We could build a development tool that handles issues two and three itself. But I think that it is important that any development tool work with collection efforts that do not use the tool. That’s why the blogosphere works so well. You don’t have to use Blogger, or any other specific individual tool, to link to and aggregate other blogs. Our distributed reporting efforts should work the same way.

So, who’s interested in helping me refine this idea, and build these tools? The development of blogging tools showed us the power that could be unleashed when we liberated online narrative publishing from the HTML coders and opened it to everyone. Let’s do the same with distributed data reporting. E-mail me at rniles@usc.edu, and let’s get started.

Online story idea: Check the advertisers, too

Today’s post is for our self-appointed media watchdogs around the blogosphere. Don’t forget you can check out a publication’s advertisers, too.

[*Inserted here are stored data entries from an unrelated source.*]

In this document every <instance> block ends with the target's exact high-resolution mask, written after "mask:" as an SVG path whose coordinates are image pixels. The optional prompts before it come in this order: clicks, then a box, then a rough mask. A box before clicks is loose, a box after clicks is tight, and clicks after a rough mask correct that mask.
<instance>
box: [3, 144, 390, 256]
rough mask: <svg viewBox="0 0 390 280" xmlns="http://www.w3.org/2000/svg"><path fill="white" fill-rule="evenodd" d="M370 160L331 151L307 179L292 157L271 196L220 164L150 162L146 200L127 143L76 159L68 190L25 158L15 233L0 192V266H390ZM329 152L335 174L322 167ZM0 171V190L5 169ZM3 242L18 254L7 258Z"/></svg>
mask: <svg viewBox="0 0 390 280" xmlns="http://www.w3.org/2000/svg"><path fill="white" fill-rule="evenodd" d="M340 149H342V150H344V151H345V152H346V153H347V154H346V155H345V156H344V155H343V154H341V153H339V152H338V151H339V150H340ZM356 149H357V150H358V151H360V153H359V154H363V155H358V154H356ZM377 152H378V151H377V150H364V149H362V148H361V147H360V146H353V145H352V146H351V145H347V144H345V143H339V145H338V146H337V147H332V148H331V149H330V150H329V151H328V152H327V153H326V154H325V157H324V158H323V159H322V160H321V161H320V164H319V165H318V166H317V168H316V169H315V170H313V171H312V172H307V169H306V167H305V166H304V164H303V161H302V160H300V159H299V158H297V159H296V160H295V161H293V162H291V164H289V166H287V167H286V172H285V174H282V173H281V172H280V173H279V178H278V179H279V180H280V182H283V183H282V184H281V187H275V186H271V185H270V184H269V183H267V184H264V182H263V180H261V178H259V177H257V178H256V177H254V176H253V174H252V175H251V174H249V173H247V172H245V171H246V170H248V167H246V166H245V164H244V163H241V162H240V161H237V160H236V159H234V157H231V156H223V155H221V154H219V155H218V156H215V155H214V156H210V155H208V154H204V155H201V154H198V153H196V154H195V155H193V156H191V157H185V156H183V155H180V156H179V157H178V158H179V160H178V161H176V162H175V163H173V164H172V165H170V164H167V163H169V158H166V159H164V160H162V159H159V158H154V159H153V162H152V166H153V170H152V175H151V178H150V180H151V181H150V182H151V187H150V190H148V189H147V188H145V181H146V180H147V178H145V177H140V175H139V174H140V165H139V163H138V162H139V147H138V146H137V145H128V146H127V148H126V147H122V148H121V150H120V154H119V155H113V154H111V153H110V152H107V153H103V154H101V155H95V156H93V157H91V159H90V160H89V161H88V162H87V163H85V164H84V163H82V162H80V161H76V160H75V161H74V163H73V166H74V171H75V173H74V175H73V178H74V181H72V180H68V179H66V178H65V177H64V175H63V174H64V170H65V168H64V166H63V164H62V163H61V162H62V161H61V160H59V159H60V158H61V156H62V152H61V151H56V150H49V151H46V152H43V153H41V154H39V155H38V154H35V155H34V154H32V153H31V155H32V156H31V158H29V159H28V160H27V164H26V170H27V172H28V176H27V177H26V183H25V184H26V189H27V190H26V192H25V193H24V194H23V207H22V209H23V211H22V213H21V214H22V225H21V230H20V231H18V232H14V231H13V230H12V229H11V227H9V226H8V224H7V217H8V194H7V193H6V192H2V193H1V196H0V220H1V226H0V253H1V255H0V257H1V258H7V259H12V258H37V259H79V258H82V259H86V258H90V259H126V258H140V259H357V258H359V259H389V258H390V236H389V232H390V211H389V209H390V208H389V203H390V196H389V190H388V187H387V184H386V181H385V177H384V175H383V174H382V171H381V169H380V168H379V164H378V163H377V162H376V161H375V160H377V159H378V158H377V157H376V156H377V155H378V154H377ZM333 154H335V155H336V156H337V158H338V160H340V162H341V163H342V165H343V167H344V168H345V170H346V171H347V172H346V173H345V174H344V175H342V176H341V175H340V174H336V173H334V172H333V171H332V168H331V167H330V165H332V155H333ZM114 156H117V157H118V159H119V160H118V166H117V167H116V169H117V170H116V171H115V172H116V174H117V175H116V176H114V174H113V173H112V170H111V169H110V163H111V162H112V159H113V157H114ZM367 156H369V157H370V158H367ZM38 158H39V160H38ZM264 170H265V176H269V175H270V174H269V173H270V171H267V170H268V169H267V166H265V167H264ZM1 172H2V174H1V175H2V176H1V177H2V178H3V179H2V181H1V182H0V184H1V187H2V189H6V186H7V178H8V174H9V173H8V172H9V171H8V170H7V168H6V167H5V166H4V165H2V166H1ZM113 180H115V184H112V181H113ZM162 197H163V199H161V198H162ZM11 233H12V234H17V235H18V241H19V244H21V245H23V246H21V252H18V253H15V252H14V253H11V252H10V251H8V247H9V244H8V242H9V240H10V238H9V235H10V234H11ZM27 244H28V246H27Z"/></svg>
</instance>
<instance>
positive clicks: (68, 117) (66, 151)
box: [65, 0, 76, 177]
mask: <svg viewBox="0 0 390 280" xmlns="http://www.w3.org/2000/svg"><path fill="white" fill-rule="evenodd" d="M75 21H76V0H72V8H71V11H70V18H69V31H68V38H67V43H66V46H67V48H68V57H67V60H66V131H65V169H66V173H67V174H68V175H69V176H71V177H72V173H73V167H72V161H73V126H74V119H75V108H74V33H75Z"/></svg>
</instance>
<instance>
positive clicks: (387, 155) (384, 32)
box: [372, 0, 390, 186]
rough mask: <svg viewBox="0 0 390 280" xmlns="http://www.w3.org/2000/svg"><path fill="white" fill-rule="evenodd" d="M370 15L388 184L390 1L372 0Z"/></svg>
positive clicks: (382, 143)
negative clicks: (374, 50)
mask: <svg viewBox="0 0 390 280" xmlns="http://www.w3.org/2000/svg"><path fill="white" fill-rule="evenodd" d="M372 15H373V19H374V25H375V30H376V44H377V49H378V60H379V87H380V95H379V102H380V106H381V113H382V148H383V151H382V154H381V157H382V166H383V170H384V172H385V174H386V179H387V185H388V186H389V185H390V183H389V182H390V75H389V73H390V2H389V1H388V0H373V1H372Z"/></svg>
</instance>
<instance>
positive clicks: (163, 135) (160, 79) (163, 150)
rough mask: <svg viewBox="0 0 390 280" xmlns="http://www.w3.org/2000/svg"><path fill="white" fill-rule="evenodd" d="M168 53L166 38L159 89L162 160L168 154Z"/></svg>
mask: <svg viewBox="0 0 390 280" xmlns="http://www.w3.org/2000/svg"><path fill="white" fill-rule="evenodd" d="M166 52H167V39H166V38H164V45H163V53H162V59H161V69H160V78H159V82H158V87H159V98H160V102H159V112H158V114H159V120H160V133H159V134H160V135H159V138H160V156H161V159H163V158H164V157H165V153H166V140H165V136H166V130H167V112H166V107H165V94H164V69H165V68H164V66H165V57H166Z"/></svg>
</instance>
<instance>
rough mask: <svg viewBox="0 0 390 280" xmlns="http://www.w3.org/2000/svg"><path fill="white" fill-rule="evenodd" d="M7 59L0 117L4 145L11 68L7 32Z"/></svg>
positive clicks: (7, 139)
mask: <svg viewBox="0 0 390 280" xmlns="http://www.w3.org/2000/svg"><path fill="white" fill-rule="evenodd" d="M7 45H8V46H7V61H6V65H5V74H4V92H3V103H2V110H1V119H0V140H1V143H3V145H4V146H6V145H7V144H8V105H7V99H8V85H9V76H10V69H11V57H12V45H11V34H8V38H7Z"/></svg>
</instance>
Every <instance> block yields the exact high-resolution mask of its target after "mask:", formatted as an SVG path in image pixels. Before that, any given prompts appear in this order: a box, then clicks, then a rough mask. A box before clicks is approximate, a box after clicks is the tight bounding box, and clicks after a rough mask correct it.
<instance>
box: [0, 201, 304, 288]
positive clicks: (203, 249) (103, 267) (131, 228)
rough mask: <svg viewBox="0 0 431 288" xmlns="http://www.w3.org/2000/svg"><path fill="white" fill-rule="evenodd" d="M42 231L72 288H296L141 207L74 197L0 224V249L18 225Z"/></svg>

After years of cajoling, my wife’s convinced me to get my wretched, non-functioning nose fixed. (Stay with me, I’m not changing the topic. Really.) But before I picked a surgeon, I did some online research to confirm that he was board-certified.

Here’s the story idea: Your readers might be surprised to discover the number of plastic surgeons advertising on billboards and in newspapers and magazines in your town who are not board-certified in their field. Why not grab the local paper and look up the status of the physicians advertising there?

Check those names against the list of diplomates of the American Board of Plastic Surgery, which you can find on the American Board of Medical Specialties website at http://www.abms.org/login.asp, or the American Board of Facial Plastic and Reconstructive Surgery, at http://www.abfprs.org/certified/index.cfm. (A physician need not belong to both to be board-certified. One’s good enough.) A couple minutes on these sites revealed that a very prominent local physician in my hometown of Pasadena, Calif., one who’s had billboards up all over town, is not board-certified. Funny how that detail isn’t mentioned in any of his ads.

(And if you’re looking for a graphic take on why patients should choose a board-certified surgeon, allow me to recommend “Skin Tight,” by the Miami Herald’s Carl Hiaasen.)

Take it up a level and check out the physicians’ state medical license status, too. You can look those up at http://www.docboard.org/docfinder.html. Are there any advertisers who’ve been in trouble with the state medical board before?

The same concept works with other types of physicians and state-licensed professionals, too, including dentists and attorneys. If you try this story on your blog or website, let me know and I’ll link back to it. Good luck!